The result lends additional support to the position of ERC leaders, compared with more radical factions of the separatist movement that would rather prevent the formation of any national government that refuses to accept an official independence referendum in the region.
“Pedro Sánchez has to make a move,” said ERC spokeswoman Marta Vilalta after the results of the non-binding poll were released. “He needs to choose between a negotiating table or a failed investiture. The ball is in his court.”
The abstention-for-talks strategy is also supported by Oriol Junqueras, the ERC leader who was recently convicted to 13 years in prison for sedition in connection with the 2017 breakaway attempt – he was the deputy premier of Catalonia at the time, serving under ousted premier Carles Puigdemont.
We will reject the investiture unless there are negotiations to resolve the conflict between Catalonia and Spain
ORIOL JUNQUERAS, ERC
The situation has changed a lot since July [when an earlier investiture attempt by Sánchez failed in the wake of the April 28 election], and now it is very clear that we will reject the investiture unless there are negotiations to resolve the conflict between Catalonia and Spain. When this happens, we will reconsider our attitude,” said Junqueras in an interview with the Basque radio station Euskadi Irratia from inside Lledoners penitentiary. “We don’t want gestures or attitude changes, we want demonstrable steps.”
Vilalta said there are four conditions: the negotiations must be between both governments; negotiators must be able to “talk about everything;” there has to be a clear calendar; and guarantees must exist that any resulting agreements be honored.
Vilalta said that while this still falls below their ultimate goals, “it could be the first step to find a democratic solution to the conflict.

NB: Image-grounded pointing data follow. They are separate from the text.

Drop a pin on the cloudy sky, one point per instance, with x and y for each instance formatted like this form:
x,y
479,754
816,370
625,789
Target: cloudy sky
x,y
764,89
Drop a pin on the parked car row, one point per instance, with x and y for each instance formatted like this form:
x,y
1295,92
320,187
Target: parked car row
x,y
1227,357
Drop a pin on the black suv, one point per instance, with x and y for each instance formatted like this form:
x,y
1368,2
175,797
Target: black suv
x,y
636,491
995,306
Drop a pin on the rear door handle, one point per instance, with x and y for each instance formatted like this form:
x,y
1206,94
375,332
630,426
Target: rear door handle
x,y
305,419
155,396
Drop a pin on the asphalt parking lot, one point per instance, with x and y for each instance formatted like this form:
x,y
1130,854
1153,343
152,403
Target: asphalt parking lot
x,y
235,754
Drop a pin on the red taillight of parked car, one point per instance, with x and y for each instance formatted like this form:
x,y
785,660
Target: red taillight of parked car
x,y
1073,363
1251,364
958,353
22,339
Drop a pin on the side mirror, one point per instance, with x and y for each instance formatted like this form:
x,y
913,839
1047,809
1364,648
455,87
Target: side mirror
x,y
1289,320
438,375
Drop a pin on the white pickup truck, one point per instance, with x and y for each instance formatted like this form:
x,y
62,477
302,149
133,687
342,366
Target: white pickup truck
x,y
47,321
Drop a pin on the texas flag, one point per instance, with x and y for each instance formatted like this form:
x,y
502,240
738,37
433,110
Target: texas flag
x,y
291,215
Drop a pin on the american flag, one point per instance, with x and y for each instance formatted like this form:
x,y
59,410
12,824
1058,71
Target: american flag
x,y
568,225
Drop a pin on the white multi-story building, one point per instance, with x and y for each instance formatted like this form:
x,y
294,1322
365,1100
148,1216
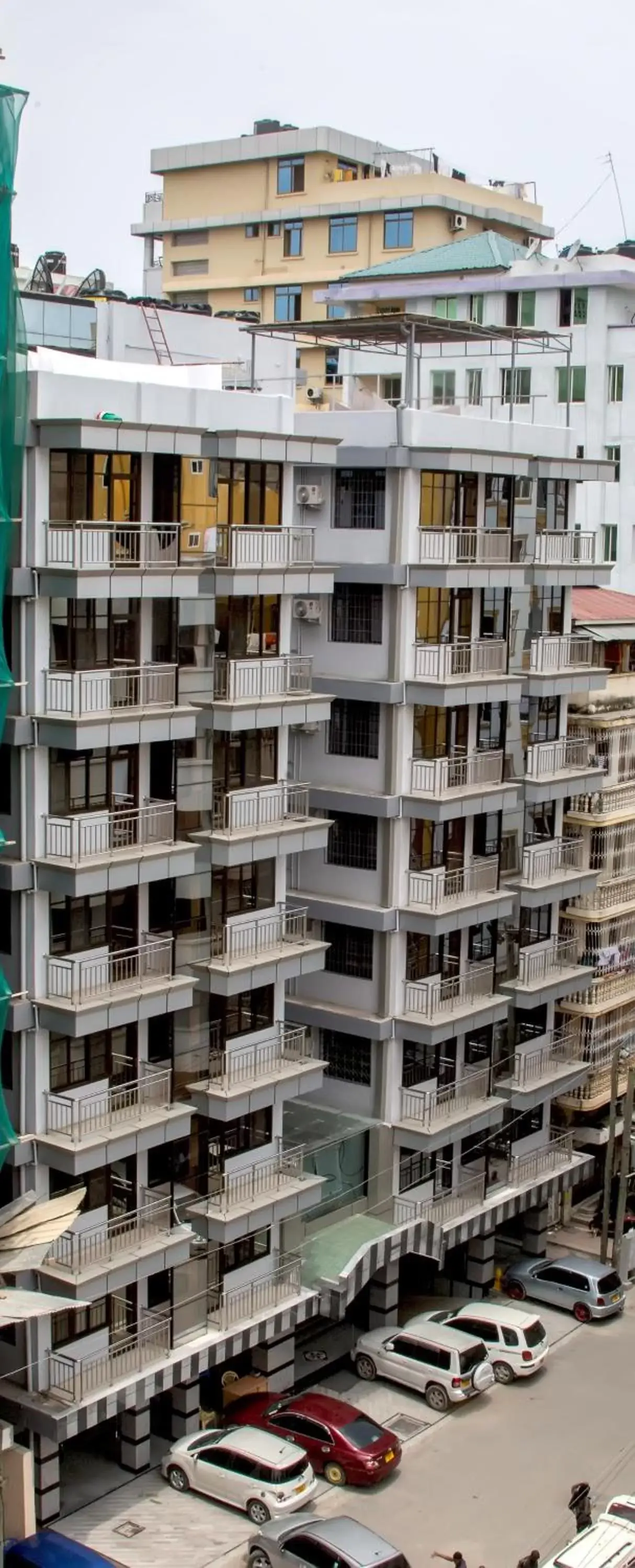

We are taking the first step, and fully trust that other groups will also walk along this path.”
The other Catalan separatist party with a significant presence in the Congress of Deputies, Together for Catalonia (JxCat), on Monday produced its own list of demands in exchange for an abstention to help Sánchez form a government.
“There must be a dialogue without any conditions or excluded topics, one that acknowledges the Catalan institutions as interlocutors, with [Catalan premier Quim] Torra at the helm,” said Laura Borràs, the party’s leader in Madrid.
JxCat, which has eight lawmakers in Madrid, is keen to join the push for negotiations with the PSOE, an initiative that has so far been monopolized by ERC. Puigdemont’s party also wants an international mediator present at the talks, and some additional gesture of goodwill from the Socialist Party, such as withdrawing legal challenges that were filed against Catalan parliament leaders for allowing the regional chamber to discuss right-to-decide motions.
“We are asking for tangible, concrete solutions that respect what citizens voted for,” said Borràs at a news conference in the Catalan parliament.